Maxwell, 58, is being held in a Brooklyn jail after pleading not guilty on July 10 to charges she helped Epstein recruit and eventually abuse girls from 1994 to 1997, and committed perjury by denying knowledge of his abuse in depositions.
If the documents are released, they are likely to shed more light on Maxwell’s dealings with Epstein, as well as Epstein’s own conduct.
They include flight logs from Epstein’s private jets, deposition testimony in 2016 in which Maxwell’s lawyers said she was asked “intrusive” questions about her sex life, and police reports from Palm Beach, Florida, where Epstein had a home.
The documents were part of a defamation lawsuit by Epstein accuser Virginia Giuffre against Maxwell, which was confidentially settled in 2017.
Giuffre has accused Maxwell of enabling Epstein to abuse her when she was underage. Maxwell has denied this.
Maxwell is trying to halt the dissemination of information that she believes could impede her defense in the criminal case, including out-of-court statements by prosecutors, FBI agents and lawyers for some accusers.
U.S. District Judge Alison Nathan said in a separate order on Thursday that a gag order was not needed now to protect Maxwell’s right to a fair trial, but that she “will not hesitate” to act if needed.
Some records, including parts of Maxwell’s deposition testimony, were unsealed on Aug. 9, 2019, one day after Epstein executed his will and one day before he was found hanged in his jail cell at age 66. His death was ruled a suicide.
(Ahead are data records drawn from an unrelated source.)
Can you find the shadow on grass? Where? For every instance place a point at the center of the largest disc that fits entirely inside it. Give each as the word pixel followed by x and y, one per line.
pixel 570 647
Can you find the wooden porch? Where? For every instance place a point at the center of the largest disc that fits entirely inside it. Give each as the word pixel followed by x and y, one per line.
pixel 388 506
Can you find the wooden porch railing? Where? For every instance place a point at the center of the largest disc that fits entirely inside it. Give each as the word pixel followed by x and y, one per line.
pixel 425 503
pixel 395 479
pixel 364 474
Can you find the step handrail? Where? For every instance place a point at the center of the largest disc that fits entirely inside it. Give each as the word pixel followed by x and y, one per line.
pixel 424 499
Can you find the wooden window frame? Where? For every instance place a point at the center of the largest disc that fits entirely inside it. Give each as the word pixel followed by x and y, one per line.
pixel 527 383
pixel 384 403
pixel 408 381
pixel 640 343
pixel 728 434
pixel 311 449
Before his arrest Epstein had socialized over the years with many prominent people, including Britain’s Prince Andrew, U.S. President Donald Trump and former President Bill Clinton.
He reached a nonprosecution agreement with U.S. prosecutors in Miami in 2007, and later pleaded guilty to state prostitution charges rather than face federal sex trafficking charges. That agreement is now widely seen as too lenient.